Этюды и стихи моей мамы. «Мы жили не зря!» - страница 4



Но это все безобидные обмены. Гораздо хуже было курякам, они ради курева отдавали все, даже свои пайки хлеба – и это один из способов приобретения туберкулеза в тюрьме. Второй способ приобретения туберкулеза – ШИЗО (штрафной изолятор). Он, как правило, представляет цементированное подвальное помещение, один раз в день дают воду и немного хлеба. Но самое страшное, что эти помещения имеют постоянную температуру 11—13 градусов максимум, фактически несовместимую с нормальным функционированием организма. Причем ШИЗО можно схлопотать за все: на прогулке не так посмотрел на конвоира, у тебя зачесалось за ухом, и ты на минутку вынул руки из-за спины и т. д., и т. п.

НОВЫЙ ГОД В КАМЕРЕ

Меня всегда интересовало – кто же идет служить в эти казематы? И только много позднее я поняла, что по существу человек не выбирает себе жизнь, ее во многом формируют не только внешние обстоятельства, но и место рождения и изначальное материальное положение и еще многое-многое другое. В надзиратели попадают, попадают так же, как попадают в тюрьму или на сцену, вообще на одно из мест, в одну из жизненных ячеек.

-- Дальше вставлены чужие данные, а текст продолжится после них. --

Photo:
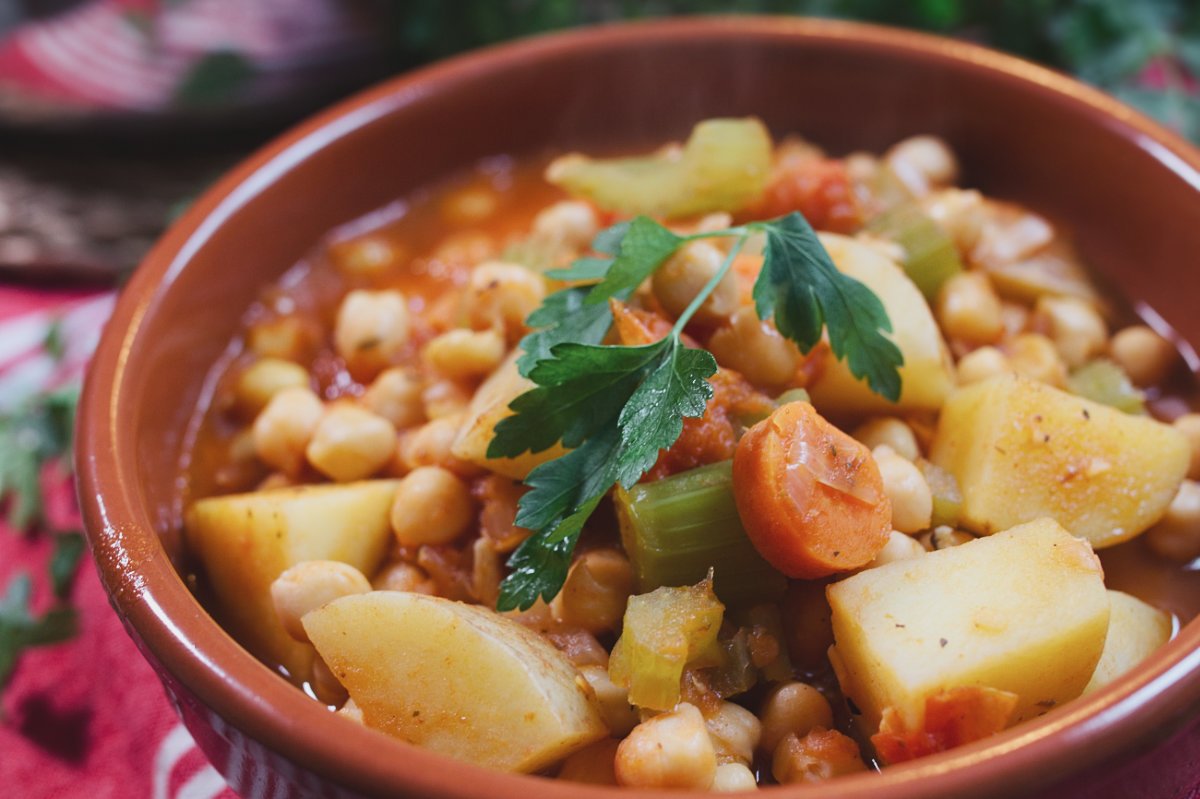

Новый 1949 год я встретила в Таганской тюрьме. И не надо думать, что Новый год в тюрьме для меня был меньшим таинством, чем на свободе. Есть вещи, которые нельзя отнять (поэтому человек и выживает в любых, кажется, невыносимых условиях). В тюрьме отбой в 10 (или в 11 вечера, не помню точно). Но в Новый год никто на это не обращает внимания. Надо сказать, что в Таганке (не знаю – стандарт ли это для тюрем?) тюремные корпуса образовывали замкнутый четырехугольник. В этот замкнутый четырехугольник и выходили все окна камер, здесь же были прогулочные дворики, имевшие вышки и охрану. Казалось, для чего бы? Но умные стражи предусмотрели все: а вдруг ЗК захотят переговариваться через окна – не положено*.


– -*) Лично я не помню намордников на окнах тюрьмы (сейчас они везде – это ребристые железные жалюзи, схваченные намертво). Возможно, это просто мое умение и в щелочке видеть все небо.


В 12 часов ночи воры шли на решку* (кстати, за решку можно было схлопотать не только карцер, но и пулю в лоб), но, конечно, никто не верил, что конвоиры будут стрелять.


_____*) Решетка на окне камеры.


Они ведь такие же люди, и тоже зачастую не по своей воле служат вертухаями. Так вот, воры шли на решку: они становились на стол (решка-то с крохотным окошком была под потолком) и кричали: «С Новым годом, люди! С Новым годом!» И сотни тюремных окон отвечали радостным гулом. Вор ведь еще иначе зовется Человек. Тогда я тоже пошла на решку и крикнула: «С Новым годом, фраера! С Новым годом!» И тюрьма мне тоже ответила многоголосым гулом. И таинство прихода Нового года свершилось.

СУМАСШЕСТВИЕ

В тюрьме все с нетерпением ждут обвинительного заключения, ибо потом суд, на который большая надежда – а вдруг освободят. Идут рассказы сотен историй, когда это случилось. Возможно, это только фантазии, но когда хочется верить – так немного надо. Именно получив обвинительное заключение, я была переведена во взрослую камеру. После камеры малолеток это резкое ухудшение твоего положения. Я была, правда, не в очень большой камере, но здесь также одна крохотная решка, по обеим сторонам камеры – нары. Нары – двухэтажные четырехместные вагонки. Таких нар было всего 8, камера на 32 человека. Стола не было, ели каждый на своих местах. Целый день в камере дым стоял коромыслом. Верхние места занимали привилегированные члены тюремного общества – воры, внизу размещались фраера. Здесь так же, как и в камерах малолеток, дня через два после моих рассказов о театре и поэзии меня поместили на нижних нарах ближе к окну (здесь и днем доставалось сколько-то дневного света). Электрический же – тусклая лампочка под потолком – круглосуточно. Из этой камеры я уезжала на суд, сюда же возвратилась со сроком 6 лет, по тем временам, такой срок считался детским*).